A semana será marcada por dados de atividade, inflação e uma série de discursos de dirigentes do Fed.

•      Segunda-feira (22): Índice de Atividade do Fed de Chicago (agosto); discursos de John C. Williams, Alberto Musalem, Beth Hammack, Tom Barkin e Stephen Miran (Fed).

•      Terça-feira (23): Conta Corrente (2º trimestre); discursos de Jeremy Powell, Michelle Bowman e Raphael Bostic (Fed); PMIs Industrial e de Serviços (setembro); Índice de Atividade da Indústria do Fed Richmond (setembro); Índice de Atividade de Serviços do Fed Filadélfia (setembro).

•      Quarta-feira (24): Vendas de Novas Casas (agosto); discurso de Mary C. Daly (Fed).

•      Quinta-feira (25): Discursos de Austan Goolsbee, Williams, Bowman, Michael Barr, Daly e Lorry Logan (Fed); atualização anual das Contas Econômicas Nacionais pelo BEA; PIB (2º trimestre); Estoques no Atacado (agosto); Pedidos Semanais de Seguro-Desemprego; Vendas de Casas Existentes (agosto); Sondagem Industrial do Fed Kansas City (setembro); Encomendas de Bens Duráveis (agosto).

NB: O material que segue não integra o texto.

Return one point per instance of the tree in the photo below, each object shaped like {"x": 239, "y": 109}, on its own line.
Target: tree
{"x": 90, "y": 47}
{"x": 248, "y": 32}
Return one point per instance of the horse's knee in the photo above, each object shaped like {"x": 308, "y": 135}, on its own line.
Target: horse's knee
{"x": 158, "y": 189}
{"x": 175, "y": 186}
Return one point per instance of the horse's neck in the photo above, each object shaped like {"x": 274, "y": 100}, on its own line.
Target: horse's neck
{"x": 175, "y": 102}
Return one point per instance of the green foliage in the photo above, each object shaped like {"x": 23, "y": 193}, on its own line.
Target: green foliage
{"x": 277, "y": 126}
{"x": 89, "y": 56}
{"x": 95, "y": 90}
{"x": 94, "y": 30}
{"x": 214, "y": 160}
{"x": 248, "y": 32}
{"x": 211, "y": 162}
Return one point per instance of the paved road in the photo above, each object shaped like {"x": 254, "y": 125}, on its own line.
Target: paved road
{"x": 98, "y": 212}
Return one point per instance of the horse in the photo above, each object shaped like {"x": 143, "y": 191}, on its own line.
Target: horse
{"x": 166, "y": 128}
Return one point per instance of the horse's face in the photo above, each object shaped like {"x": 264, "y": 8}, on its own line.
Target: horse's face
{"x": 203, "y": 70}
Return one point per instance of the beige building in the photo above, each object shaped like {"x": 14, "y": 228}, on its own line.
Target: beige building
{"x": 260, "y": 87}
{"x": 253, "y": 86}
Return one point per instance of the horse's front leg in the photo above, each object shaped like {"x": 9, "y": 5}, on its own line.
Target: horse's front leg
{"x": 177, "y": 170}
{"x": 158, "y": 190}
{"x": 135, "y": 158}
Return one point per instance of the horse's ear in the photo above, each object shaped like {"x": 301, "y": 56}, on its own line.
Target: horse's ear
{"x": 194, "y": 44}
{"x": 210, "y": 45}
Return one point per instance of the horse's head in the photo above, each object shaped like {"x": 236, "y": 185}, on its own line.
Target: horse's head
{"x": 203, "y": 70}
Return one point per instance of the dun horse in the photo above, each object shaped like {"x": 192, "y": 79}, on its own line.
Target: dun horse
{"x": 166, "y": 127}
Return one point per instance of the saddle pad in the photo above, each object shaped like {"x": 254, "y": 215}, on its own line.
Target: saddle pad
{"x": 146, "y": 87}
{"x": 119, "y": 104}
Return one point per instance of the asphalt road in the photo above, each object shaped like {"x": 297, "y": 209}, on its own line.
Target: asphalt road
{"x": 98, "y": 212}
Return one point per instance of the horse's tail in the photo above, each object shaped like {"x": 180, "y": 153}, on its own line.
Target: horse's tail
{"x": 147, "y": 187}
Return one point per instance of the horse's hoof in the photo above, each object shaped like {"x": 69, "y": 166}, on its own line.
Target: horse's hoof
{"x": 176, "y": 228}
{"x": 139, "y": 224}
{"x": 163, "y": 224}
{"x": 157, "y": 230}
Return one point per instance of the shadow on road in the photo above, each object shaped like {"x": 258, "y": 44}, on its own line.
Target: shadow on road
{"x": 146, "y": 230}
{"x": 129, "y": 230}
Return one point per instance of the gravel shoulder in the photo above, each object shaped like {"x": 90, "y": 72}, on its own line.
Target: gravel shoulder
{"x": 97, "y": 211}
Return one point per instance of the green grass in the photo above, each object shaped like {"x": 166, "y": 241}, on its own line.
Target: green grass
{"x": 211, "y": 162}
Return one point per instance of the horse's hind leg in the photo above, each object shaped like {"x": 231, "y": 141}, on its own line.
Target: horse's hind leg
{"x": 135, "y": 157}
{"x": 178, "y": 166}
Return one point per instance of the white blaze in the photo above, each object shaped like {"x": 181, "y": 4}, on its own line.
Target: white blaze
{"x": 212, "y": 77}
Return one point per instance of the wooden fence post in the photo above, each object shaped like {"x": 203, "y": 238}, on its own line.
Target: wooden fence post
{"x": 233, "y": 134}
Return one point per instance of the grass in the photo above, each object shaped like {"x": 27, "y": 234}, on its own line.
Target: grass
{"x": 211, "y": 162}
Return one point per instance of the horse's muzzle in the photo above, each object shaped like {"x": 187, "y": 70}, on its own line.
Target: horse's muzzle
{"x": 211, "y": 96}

•      Sexta-feira (26): Discursos de Bowman e Barkin (Fed); Renda Pessoal (agosto); Gasto Pessoais (agosto); Deflator do PCE (agosto); Confiança do Consumidor da Universidade de Michigan (setembro).

Europa:

O foco estará em dados de confiança e discursos de membros do Banco Central Europeu (BCE).

•      Segunda-feira: Discursos de José Luis Escrivá, Philip Lane e Joachim Nagel (BCE); Confiança do Consumidor da Zona do Euro (setembro).

•      Terça-feira: PMIs Industrial e de Serviços da Alemanha, Reino Unido e Zona do Euro (setembro); discursos de Madis Muller, Martin Kocher e Piero Cipollone (BCE).

•      Quarta-feira: Pesquisa IFO de Clima de Negócios da Alemanha (setembro).

•      Quinta-feira: Confiança do Consumidor GfK da Alemanha (outubro); discurso de Peter Kazimir (BCE).

•      Sexta-feira: Discurso de Cipollone; Expectativas de Inflação de 1 e 3 anos do Banco Central Europeu (agosto).

Ásia:

 Os destaques recaem sobre decisões de política monetária na China e inflação no Japão.

•      Segunda-feira: Taxa de Juros de 1 ano e 5 anos da China.

•      Quarta-feira: PMIs Industrial e de Serviços do Japão (setembro).

•      Sexta-feira: CPI de Tóquio (setembro).